La Libanaise d’origine, immigrée au Québec en 2004, occupait deux emplois depuis un divorce en 2014. «Je suis très travailleuse», assure la mère d’un enfant. Je n’ai jamais été malade. Jamais en retard. »
Elle fait désormais face à « l’inconnu ». «Je ne sais pas ce qui va se passer.
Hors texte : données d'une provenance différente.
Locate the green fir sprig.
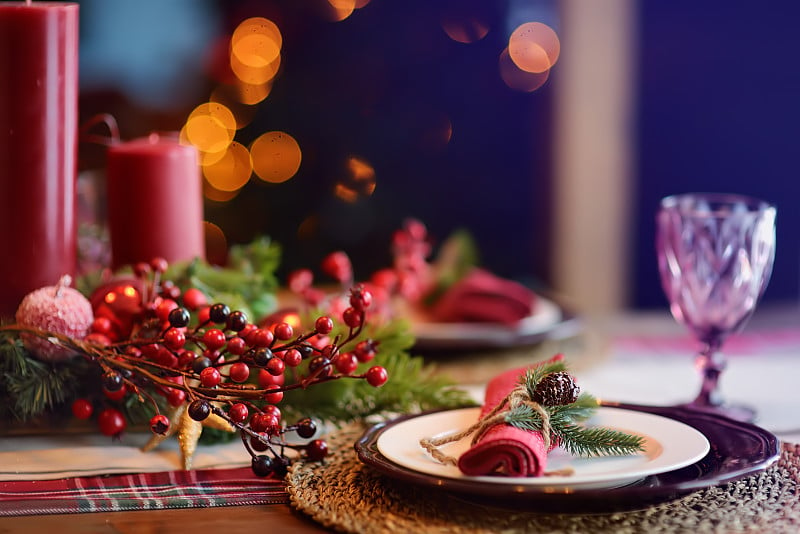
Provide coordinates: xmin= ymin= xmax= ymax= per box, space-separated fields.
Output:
xmin=505 ymin=361 xmax=644 ymax=457
xmin=282 ymin=314 xmax=475 ymax=423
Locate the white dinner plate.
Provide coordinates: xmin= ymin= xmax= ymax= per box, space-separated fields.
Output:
xmin=377 ymin=407 xmax=710 ymax=491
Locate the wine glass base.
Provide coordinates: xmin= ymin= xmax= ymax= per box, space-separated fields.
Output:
xmin=680 ymin=402 xmax=756 ymax=423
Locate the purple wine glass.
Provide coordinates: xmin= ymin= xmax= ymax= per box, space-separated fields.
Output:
xmin=656 ymin=193 xmax=776 ymax=420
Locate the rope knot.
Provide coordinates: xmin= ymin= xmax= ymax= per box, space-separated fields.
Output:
xmin=419 ymin=384 xmax=552 ymax=465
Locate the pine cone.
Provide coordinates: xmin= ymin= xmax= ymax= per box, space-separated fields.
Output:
xmin=532 ymin=371 xmax=581 ymax=406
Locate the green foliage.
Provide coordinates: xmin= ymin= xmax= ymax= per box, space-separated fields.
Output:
xmin=505 ymin=370 xmax=644 ymax=456
xmin=281 ymin=321 xmax=474 ymax=422
xmin=0 ymin=340 xmax=91 ymax=421
xmin=167 ymin=237 xmax=281 ymax=321
xmin=75 ymin=237 xmax=281 ymax=321
xmin=425 ymin=229 xmax=479 ymax=304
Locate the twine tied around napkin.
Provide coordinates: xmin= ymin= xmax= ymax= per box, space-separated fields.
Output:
xmin=419 ymin=384 xmax=573 ymax=476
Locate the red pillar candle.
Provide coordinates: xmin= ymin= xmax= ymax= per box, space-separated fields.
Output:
xmin=107 ymin=134 xmax=205 ymax=269
xmin=0 ymin=2 xmax=78 ymax=317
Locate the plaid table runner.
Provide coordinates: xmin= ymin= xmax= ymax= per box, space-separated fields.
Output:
xmin=0 ymin=467 xmax=288 ymax=517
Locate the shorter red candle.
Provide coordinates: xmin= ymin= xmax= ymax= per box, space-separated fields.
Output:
xmin=107 ymin=134 xmax=205 ymax=269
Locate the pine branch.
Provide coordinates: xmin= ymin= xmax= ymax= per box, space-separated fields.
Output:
xmin=505 ymin=394 xmax=644 ymax=456
xmin=553 ymin=425 xmax=644 ymax=457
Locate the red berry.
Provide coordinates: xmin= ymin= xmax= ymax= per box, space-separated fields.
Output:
xmin=314 ymin=316 xmax=333 ymax=335
xmin=167 ymin=388 xmax=186 ymax=407
xmin=228 ymin=362 xmax=250 ymax=382
xmin=283 ymin=349 xmax=303 ymax=367
xmin=365 ymin=365 xmax=389 ymax=388
xmin=161 ymin=280 xmax=181 ymax=300
xmin=183 ymin=287 xmax=208 ymax=311
xmin=258 ymin=369 xmax=286 ymax=388
xmin=225 ymin=310 xmax=249 ymax=332
xmin=200 ymin=367 xmax=222 ymax=388
xmin=153 ymin=347 xmax=178 ymax=368
xmin=264 ymin=384 xmax=283 ymax=404
xmin=202 ymin=328 xmax=227 ymax=351
xmin=90 ymin=317 xmax=114 ymax=335
xmin=350 ymin=285 xmax=372 ymax=312
xmin=342 ymin=307 xmax=362 ymax=328
xmin=287 ymin=269 xmax=314 ymax=293
xmin=228 ymin=402 xmax=250 ymax=423
xmin=250 ymin=413 xmax=281 ymax=434
xmin=266 ymin=358 xmax=286 ymax=376
xmin=306 ymin=439 xmax=328 ymax=461
xmin=322 ymin=251 xmax=353 ymax=283
xmin=156 ymin=299 xmax=178 ymax=323
xmin=334 ymin=352 xmax=358 ymax=375
xmin=72 ymin=399 xmax=94 ymax=419
xmin=164 ymin=328 xmax=186 ymax=350
xmin=150 ymin=414 xmax=169 ymax=436
xmin=83 ymin=332 xmax=111 ymax=347
xmin=274 ymin=323 xmax=294 ymax=341
xmin=133 ymin=261 xmax=150 ymax=278
xmin=245 ymin=328 xmax=275 ymax=348
xmin=250 ymin=433 xmax=269 ymax=452
xmin=353 ymin=339 xmax=376 ymax=363
xmin=262 ymin=404 xmax=281 ymax=422
xmin=103 ymin=384 xmax=128 ymax=401
xmin=97 ymin=408 xmax=128 ymax=437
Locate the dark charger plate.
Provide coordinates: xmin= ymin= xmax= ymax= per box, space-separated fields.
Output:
xmin=355 ymin=402 xmax=780 ymax=513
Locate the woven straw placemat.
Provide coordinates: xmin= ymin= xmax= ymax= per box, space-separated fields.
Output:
xmin=287 ymin=424 xmax=800 ymax=534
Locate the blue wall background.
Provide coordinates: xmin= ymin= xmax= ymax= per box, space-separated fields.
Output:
xmin=633 ymin=0 xmax=800 ymax=307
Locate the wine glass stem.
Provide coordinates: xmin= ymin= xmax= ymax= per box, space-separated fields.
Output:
xmin=692 ymin=343 xmax=726 ymax=407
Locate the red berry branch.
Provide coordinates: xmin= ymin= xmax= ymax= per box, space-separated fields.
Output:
xmin=0 ymin=259 xmax=388 ymax=476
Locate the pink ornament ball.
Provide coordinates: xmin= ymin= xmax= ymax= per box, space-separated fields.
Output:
xmin=16 ymin=276 xmax=94 ymax=362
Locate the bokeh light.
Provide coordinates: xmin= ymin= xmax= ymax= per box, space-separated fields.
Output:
xmin=181 ymin=102 xmax=236 ymax=153
xmin=229 ymin=17 xmax=283 ymax=89
xmin=250 ymin=132 xmax=302 ymax=184
xmin=235 ymin=81 xmax=272 ymax=106
xmin=508 ymin=22 xmax=561 ymax=74
xmin=231 ymin=17 xmax=283 ymax=64
xmin=328 ymin=0 xmax=356 ymax=22
xmin=203 ymin=141 xmax=253 ymax=191
xmin=334 ymin=156 xmax=375 ymax=203
xmin=498 ymin=48 xmax=550 ymax=93
xmin=209 ymin=85 xmax=256 ymax=130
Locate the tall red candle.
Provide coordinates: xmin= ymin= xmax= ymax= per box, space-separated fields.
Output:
xmin=0 ymin=2 xmax=78 ymax=317
xmin=107 ymin=134 xmax=205 ymax=268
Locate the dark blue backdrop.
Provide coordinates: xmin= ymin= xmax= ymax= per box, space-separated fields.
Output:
xmin=634 ymin=0 xmax=800 ymax=307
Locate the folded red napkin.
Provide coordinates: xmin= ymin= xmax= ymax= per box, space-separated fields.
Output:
xmin=458 ymin=354 xmax=564 ymax=477
xmin=431 ymin=268 xmax=536 ymax=324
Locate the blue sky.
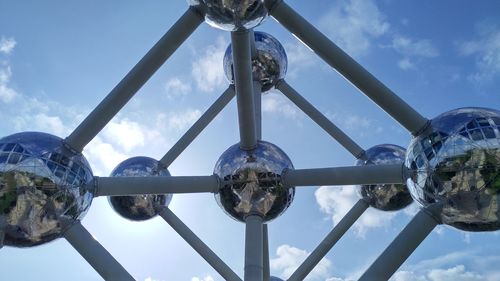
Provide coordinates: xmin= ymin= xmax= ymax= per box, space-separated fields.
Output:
xmin=0 ymin=0 xmax=500 ymax=281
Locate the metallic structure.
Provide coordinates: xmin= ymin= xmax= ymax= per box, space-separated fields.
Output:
xmin=0 ymin=0 xmax=500 ymax=281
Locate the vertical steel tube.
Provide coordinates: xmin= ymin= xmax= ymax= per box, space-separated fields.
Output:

Vais-je perdre mon ancienneté ? Aurai-je encore la chance de travailler dans ce centre de rééducation ? »
Une transition demandée
Le président de la Fédération de la santé et des services sociaux, Réjean Leclerc, déplore que les « petits salariés » savaient « quelques semaines à l’avance » qu’ils devraient régulariser leur situation de « double emploi ». Il suggère que Québec mette sur pied un « comité de transition » de 30 à 60 jours pour permettre aux gens de « changer de direction ».
Denis Cloutier, président du Syndicat des professionnelles en soins de l’Est de l’île de Montréal, juge « regrettable » que les travailleurs se retrouvent dans cette situation.
Il peine à mesurer l’impact de la fin du double emploi dans son établissement. Il explique que « dans certains cas, les personnes en double emploi n’occupaient plus l’un des deux postes », puisque la convention collective leur permettait de travailler temporairement dans un établissement de santé, tout en conservant leur relation de travail avec un autre. . Ces postes vacants pourraient être comblés par un remplaçant ou non.